PocketBagger: Generalizable pocket druggability prediction via positive-unlabeled learning
PocketBagger: Generalizable pocket druggability prediction via positive-unlabeled learning
Gingrich, P. W.; Biswas, A.; Mica, I. L.; Brammer, K. M.; Shu, Z.; Maxwell, D. S.; Russell, K. P.; Al-Lazikani, B.
AbstractReliable structure-based prediction of small-molecule druggability is hindered by a fundamental labeling problem. Experimentally confirmed liganded sites (positives) are observable, but credible "undruggable" pockets (negatives) are almost impossible to define. Standard supervised machine learning consequently relies on arbitrary definitions of 'undruggable', leading to bias and false negatives.
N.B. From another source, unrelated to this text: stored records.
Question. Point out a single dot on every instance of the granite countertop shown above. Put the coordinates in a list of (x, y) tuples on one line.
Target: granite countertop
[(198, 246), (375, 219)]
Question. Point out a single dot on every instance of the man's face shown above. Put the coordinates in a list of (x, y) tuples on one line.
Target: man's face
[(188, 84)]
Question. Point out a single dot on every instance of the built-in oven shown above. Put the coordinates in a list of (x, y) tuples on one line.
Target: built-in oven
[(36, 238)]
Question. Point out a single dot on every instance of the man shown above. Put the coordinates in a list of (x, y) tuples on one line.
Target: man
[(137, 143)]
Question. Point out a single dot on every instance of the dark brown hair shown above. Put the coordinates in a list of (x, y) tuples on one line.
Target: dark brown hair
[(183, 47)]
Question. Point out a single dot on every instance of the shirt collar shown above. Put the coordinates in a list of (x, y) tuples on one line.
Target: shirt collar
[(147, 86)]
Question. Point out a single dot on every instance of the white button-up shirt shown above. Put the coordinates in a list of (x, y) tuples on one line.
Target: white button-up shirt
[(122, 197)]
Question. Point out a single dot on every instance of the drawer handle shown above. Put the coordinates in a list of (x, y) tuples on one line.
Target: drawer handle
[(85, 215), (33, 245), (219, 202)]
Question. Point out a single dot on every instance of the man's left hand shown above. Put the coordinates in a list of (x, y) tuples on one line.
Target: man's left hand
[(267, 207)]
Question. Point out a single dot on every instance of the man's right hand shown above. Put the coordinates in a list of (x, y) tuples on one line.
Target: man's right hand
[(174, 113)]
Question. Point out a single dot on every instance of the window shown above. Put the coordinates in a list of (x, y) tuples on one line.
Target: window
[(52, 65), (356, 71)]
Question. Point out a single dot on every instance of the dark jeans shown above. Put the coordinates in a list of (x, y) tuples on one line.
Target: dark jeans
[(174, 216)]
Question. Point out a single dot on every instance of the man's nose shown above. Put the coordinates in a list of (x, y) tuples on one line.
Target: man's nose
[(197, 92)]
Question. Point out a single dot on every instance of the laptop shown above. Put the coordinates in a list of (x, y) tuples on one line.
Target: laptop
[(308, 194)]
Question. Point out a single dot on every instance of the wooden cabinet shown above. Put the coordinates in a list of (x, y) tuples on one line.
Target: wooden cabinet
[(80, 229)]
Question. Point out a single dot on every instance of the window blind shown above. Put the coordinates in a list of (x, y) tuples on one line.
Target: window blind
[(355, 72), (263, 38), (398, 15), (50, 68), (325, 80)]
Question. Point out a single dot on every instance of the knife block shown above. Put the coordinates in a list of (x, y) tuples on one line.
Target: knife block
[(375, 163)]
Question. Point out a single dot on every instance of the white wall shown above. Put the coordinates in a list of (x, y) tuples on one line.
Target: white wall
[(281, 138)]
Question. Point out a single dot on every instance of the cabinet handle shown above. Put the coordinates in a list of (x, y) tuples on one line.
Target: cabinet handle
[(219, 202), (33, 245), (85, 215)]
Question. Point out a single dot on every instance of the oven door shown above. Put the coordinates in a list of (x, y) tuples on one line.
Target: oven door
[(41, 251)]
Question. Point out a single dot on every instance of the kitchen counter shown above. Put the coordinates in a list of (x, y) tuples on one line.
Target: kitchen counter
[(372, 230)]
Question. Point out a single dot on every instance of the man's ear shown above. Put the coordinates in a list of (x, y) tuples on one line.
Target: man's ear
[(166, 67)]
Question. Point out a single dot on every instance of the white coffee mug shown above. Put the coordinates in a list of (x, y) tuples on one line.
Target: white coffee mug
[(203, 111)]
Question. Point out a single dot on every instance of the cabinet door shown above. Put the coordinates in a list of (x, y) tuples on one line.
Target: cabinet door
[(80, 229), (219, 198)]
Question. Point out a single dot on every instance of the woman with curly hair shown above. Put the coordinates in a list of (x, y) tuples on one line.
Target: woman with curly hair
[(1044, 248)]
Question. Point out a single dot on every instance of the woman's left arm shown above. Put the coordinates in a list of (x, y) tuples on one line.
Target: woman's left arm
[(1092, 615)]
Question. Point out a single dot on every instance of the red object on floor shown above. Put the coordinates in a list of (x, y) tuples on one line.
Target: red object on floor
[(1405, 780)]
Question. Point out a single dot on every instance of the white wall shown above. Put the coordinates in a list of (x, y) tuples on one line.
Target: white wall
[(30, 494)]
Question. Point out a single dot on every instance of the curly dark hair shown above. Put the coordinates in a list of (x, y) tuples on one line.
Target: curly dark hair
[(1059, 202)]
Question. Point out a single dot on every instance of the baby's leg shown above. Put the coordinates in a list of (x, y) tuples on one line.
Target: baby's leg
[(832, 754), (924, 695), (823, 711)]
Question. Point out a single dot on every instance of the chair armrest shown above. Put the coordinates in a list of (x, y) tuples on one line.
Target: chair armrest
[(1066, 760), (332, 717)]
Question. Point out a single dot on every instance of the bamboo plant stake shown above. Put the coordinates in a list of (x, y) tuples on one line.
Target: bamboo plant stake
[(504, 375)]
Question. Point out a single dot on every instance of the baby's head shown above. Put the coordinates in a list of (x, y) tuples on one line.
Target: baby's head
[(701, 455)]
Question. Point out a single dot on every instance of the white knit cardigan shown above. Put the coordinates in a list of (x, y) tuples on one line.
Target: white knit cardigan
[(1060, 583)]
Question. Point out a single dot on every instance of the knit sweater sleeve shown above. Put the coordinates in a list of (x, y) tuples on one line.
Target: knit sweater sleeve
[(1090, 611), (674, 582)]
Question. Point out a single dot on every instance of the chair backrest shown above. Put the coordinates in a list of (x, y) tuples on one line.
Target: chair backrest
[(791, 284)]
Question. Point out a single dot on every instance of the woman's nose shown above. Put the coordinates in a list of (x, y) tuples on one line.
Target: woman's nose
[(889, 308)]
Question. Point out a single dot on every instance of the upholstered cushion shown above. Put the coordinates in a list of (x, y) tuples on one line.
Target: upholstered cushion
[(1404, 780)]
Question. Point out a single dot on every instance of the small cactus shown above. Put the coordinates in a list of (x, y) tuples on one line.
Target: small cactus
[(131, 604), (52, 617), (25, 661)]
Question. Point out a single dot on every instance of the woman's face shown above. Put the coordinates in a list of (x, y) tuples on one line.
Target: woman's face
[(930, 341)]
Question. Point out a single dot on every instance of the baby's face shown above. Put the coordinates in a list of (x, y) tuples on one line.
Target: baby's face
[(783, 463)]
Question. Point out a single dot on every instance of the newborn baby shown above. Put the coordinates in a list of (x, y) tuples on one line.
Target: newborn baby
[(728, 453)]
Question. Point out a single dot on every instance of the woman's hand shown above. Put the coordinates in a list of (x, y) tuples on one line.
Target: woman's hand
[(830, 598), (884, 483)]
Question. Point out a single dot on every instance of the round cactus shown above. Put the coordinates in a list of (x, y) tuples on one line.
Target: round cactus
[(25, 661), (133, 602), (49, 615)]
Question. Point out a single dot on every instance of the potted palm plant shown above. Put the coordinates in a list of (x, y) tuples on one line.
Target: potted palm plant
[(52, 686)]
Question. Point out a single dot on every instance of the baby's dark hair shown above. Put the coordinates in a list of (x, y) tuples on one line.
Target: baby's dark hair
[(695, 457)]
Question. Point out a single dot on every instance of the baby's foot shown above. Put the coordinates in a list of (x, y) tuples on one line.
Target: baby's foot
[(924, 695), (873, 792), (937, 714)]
Here we introduce PocketBagger, a positive-unlabeled (PU) learning framework for pocket druggability prediction trained exclusively on experimentally determined Protein Data Bank (PDB) structures. PocketBagger uses PU bagging to learn key features associated with reliable 'druggable' pockets and considers all remaining pockets in the structurally characterized proteome as unlabeled. We demonstrate the capability of PocketBagger through the training of a simple Random Forest classifier and demonstrate its power in recall (0.804), even when challenged with increasingly difficult generalizability assessments and entire protein-family hold outs. We benchmark and demonstrate the added value of PU learning by comparing PocketBagger to a leading deep-learning predictor. However, PocketBagger is intended to be used as a framework for any model architecture. Along with the code, the data generated by PocketBagger are deployed in canSAR.ai, providing scalable, generalizable pocket druggability predictions to the drug discovery community.